Anyway I finally have a proof of concept that I think will work this time

I realised that if someone enters 'fred!!!' I dont want to just match match to 'fred', because then another token will be created for '!!!' so Ive created separate rules for matching

fred     (ALPHANUM)
fred!!!  (EMAIL)
!!!        (COMPANY)

Modified jflex to catch

// basic word: a sequence of digits & letters (includes Thai to enable ThaiAnalyzer to function)
ALPHANUM   = ({LETTER}|{THAI}|[:digit:])+

// 'PUNCTUATIONCONTROL' control/punctuation chars
CONTROLANDPUNC     =  ("!"|"*"|"^"|"!"|"."|"@"|"%"|"♠"|"\"")

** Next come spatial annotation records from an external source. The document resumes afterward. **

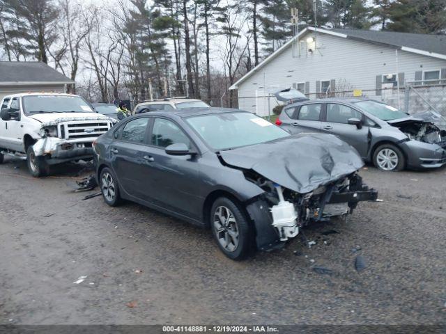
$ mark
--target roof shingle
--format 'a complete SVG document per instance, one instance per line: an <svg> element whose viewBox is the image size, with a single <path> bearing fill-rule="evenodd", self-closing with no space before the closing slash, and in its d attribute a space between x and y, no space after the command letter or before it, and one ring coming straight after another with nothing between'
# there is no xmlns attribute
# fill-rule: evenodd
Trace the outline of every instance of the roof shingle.
<svg viewBox="0 0 446 334"><path fill-rule="evenodd" d="M38 61L0 61L0 84L4 82L64 82L66 77L47 64Z"/></svg>

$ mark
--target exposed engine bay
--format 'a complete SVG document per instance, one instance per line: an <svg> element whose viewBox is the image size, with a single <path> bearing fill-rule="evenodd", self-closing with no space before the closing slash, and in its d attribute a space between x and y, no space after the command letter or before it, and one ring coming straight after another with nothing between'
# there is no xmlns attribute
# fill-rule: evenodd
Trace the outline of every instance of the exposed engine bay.
<svg viewBox="0 0 446 334"><path fill-rule="evenodd" d="M408 120L392 125L398 127L409 139L446 148L446 130L440 129L433 123Z"/></svg>
<svg viewBox="0 0 446 334"><path fill-rule="evenodd" d="M307 193L283 188L256 174L245 171L245 177L265 191L272 225L281 241L298 235L299 228L311 221L346 216L353 213L358 202L376 200L378 196L377 191L363 184L356 173Z"/></svg>

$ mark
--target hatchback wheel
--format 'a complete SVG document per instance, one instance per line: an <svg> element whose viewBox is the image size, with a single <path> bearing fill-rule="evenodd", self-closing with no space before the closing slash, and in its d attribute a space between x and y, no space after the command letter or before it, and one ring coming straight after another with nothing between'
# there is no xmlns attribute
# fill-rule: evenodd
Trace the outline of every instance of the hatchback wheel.
<svg viewBox="0 0 446 334"><path fill-rule="evenodd" d="M405 165L404 155L397 146L384 144L375 150L374 163L381 170L401 170Z"/></svg>
<svg viewBox="0 0 446 334"><path fill-rule="evenodd" d="M105 202L111 207L118 205L121 202L119 187L113 173L107 167L100 173L100 184Z"/></svg>
<svg viewBox="0 0 446 334"><path fill-rule="evenodd" d="M252 248L253 233L245 214L226 197L217 198L210 211L210 226L218 247L232 260L246 257Z"/></svg>

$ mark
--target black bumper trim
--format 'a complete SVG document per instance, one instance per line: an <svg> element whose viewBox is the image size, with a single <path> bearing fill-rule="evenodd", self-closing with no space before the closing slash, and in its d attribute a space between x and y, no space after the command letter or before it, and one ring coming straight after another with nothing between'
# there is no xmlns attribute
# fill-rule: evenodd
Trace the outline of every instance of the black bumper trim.
<svg viewBox="0 0 446 334"><path fill-rule="evenodd" d="M346 193L333 193L328 201L330 204L334 203L357 203L365 200L376 200L378 191L375 189L358 191L348 191Z"/></svg>

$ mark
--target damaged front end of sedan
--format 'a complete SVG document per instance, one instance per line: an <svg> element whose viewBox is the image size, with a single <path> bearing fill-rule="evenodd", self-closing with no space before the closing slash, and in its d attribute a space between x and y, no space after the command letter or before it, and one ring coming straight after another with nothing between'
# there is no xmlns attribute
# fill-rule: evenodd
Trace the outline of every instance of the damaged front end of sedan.
<svg viewBox="0 0 446 334"><path fill-rule="evenodd" d="M378 196L357 174L364 165L357 152L332 135L294 136L220 155L263 191L246 205L262 250L283 247L309 223L346 216Z"/></svg>

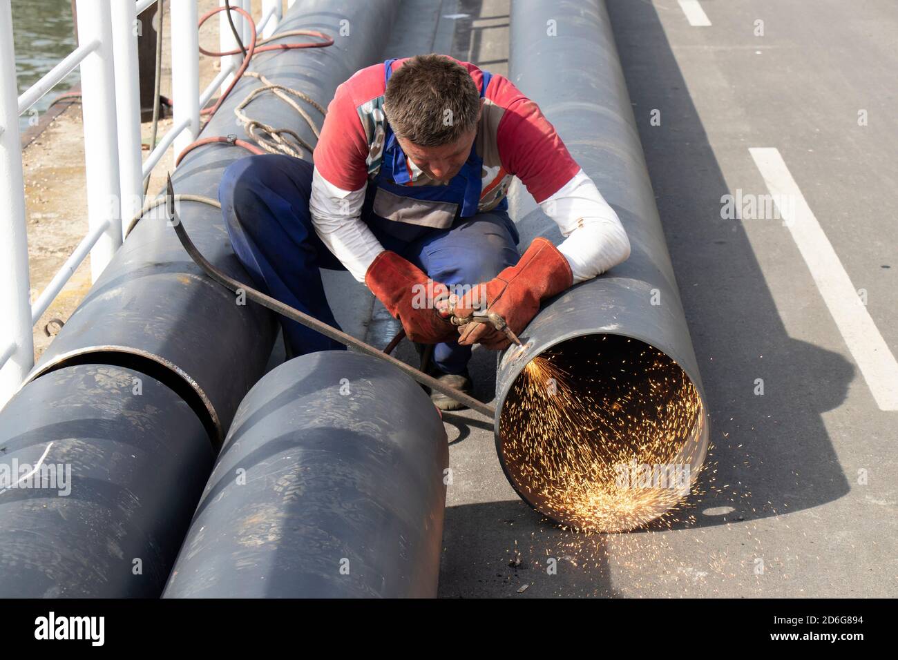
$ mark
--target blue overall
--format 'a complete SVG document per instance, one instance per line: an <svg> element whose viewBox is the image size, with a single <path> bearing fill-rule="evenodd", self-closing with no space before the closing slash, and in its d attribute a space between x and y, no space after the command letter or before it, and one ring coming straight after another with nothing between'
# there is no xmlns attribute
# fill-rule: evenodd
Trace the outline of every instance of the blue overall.
<svg viewBox="0 0 898 660"><path fill-rule="evenodd" d="M391 65L385 64L385 81ZM484 72L482 96L489 81ZM406 157L386 124L383 162L362 207L365 222L385 250L392 250L446 285L487 282L519 258L517 230L507 202L478 213L482 160L471 146L468 161L447 185L405 186L409 180ZM286 155L242 158L225 169L218 189L231 244L255 286L269 295L339 328L324 295L319 268L345 267L315 233L309 212L313 163ZM406 198L460 204L445 229L411 224L374 213L378 188ZM293 356L345 348L295 321L281 320L285 341ZM437 344L433 361L446 374L465 371L471 347Z"/></svg>

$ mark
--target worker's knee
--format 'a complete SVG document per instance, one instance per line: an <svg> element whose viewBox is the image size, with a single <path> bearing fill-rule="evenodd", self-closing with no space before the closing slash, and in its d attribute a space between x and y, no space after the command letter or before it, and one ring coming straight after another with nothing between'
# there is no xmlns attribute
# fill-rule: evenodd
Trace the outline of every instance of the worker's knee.
<svg viewBox="0 0 898 660"><path fill-rule="evenodd" d="M515 237L501 223L482 223L477 229L456 254L456 278L462 283L487 282L519 258Z"/></svg>
<svg viewBox="0 0 898 660"><path fill-rule="evenodd" d="M266 209L307 207L311 181L312 163L306 161L270 154L247 156L224 169L218 201L230 226L251 231L257 221L264 222Z"/></svg>

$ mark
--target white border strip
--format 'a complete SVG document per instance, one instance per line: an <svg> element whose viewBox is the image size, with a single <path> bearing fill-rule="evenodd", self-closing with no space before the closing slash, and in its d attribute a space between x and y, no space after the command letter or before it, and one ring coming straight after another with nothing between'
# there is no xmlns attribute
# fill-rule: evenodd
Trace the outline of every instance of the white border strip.
<svg viewBox="0 0 898 660"><path fill-rule="evenodd" d="M751 148L748 151L773 199L792 202L783 205L786 207L779 208L779 213L864 374L876 405L883 410L898 410L898 362L861 303L839 255L801 194L779 150ZM780 195L789 197L779 197Z"/></svg>
<svg viewBox="0 0 898 660"><path fill-rule="evenodd" d="M680 9L686 14L686 20L693 28L710 27L711 22L705 13L705 10L699 4L699 0L677 0L680 3Z"/></svg>

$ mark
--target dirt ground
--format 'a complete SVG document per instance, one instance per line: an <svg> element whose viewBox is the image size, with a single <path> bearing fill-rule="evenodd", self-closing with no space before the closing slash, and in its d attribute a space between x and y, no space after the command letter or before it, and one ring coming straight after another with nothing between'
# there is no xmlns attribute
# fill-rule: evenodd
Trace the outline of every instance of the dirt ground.
<svg viewBox="0 0 898 660"><path fill-rule="evenodd" d="M167 5L167 3L166 3ZM286 5L286 3L285 3ZM198 0L198 15L217 7L218 0ZM286 9L286 6L285 6ZM168 7L163 31L163 67L161 92L172 96L172 46ZM252 15L261 16L261 1L252 3ZM218 21L210 19L202 29L200 43L210 49L218 48ZM204 89L218 74L217 58L199 55L199 88ZM172 128L171 117L159 121L157 143ZM149 152L150 122L141 125L144 158ZM166 170L173 166L173 148L169 147L150 177L149 194L164 185ZM31 298L33 303L63 266L87 233L87 196L84 180L84 144L81 106L71 103L22 153L25 179L25 208L28 218L28 253ZM63 287L56 300L34 326L34 359L37 360L52 341L45 329L53 319L65 321L91 288L88 256ZM58 328L50 324L49 332Z"/></svg>

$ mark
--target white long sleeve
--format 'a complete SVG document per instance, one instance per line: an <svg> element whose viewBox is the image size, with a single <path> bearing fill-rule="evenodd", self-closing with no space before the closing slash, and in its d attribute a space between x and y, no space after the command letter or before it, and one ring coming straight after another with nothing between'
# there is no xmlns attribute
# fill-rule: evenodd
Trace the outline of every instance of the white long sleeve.
<svg viewBox="0 0 898 660"><path fill-rule="evenodd" d="M565 237L559 251L570 264L575 284L601 275L629 256L629 239L621 219L582 169L540 208Z"/></svg>
<svg viewBox="0 0 898 660"><path fill-rule="evenodd" d="M359 282L383 246L362 222L362 205L367 183L357 190L337 188L318 173L312 175L309 212L312 224L328 249Z"/></svg>

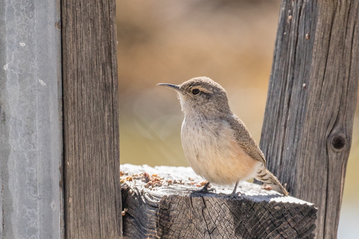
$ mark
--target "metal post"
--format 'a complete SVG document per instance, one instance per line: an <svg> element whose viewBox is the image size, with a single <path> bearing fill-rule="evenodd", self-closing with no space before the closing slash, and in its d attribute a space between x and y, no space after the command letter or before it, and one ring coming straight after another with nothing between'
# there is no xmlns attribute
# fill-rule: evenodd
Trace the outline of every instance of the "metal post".
<svg viewBox="0 0 359 239"><path fill-rule="evenodd" d="M0 238L63 237L60 4L0 4Z"/></svg>

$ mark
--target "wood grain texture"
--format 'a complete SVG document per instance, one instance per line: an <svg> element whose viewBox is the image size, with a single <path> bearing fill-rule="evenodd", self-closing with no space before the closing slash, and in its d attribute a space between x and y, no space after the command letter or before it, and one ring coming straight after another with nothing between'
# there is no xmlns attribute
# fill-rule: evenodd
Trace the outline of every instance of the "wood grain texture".
<svg viewBox="0 0 359 239"><path fill-rule="evenodd" d="M121 237L115 4L61 2L67 238Z"/></svg>
<svg viewBox="0 0 359 239"><path fill-rule="evenodd" d="M359 78L359 1L283 0L260 147L336 238Z"/></svg>
<svg viewBox="0 0 359 239"><path fill-rule="evenodd" d="M189 167L126 164L121 169L127 171L121 177L125 238L314 237L317 209L312 204L247 182L238 189L245 194L243 200L194 195L190 191L198 190L196 183L203 180ZM141 177L144 172L155 176L152 180L163 177L162 186L146 187L150 182ZM233 190L211 188L227 194Z"/></svg>

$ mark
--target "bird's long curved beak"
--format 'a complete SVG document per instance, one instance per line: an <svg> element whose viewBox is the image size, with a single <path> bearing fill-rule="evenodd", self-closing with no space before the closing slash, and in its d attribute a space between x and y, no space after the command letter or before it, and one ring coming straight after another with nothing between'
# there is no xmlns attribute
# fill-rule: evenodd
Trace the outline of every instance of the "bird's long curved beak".
<svg viewBox="0 0 359 239"><path fill-rule="evenodd" d="M175 90L176 91L178 91L180 93L181 93L182 94L184 93L182 89L180 88L180 86L177 85L171 85L171 84L160 83L160 84L157 84L157 85L159 86L164 86L165 87L167 87L167 88L169 88L170 89Z"/></svg>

COMPANY    =  ({CONTROLANDPUNC})+


//MUST CONTAIN Alphanumeric and Punctuation Characters
EMAIL = ({ALPHANUM}|{CONTROLANDPUNC})*{CONTROLANDPUNC}{ALPHANUM}({ALPHANUM}|{CONTROLANDPUNC})* | ({ALPHANUM}|{CONTROLANDPUNC})*{ALPHANUM}{CONTROLANDPUNC}({ALPHANUM}|{CONTROLANDPUNC})*

%%

{EMAIL} { return EMAIL; } {ALPHANUM} { return ALPHANUM; } {COMPANY} { return COMPANY; }

Then I have a filter that looks for type=EMAIL and removes those punctuation chars

public final boolean incrementToken() throws java.io.IOException {
        if (!input.incrementToken()) {
            return false;
        }

        char[] buffer = termAtt.buffer();
        final int bufferLength = termAtt.length();
        final String type = typeAtt.type();

if (type == EMAIL) { // remove control chars when they make up only part of the token
            int upto = 0;
            for (int i = 0; i < bufferLength; i++) {
                char c = buffer[i];
                if (
                        (c == '!')
                   ) {
                    //Do Nothing, (drop the character)
                }
                else {
                    buffer[upto++] = c;
                }
            }
            termAtt.setLength(upto);
        }
        return true;
    }

I just need to improve the code to use suitable list of control chars rather than hardcoding individual chars.

This solution seems the closest fit to lucene.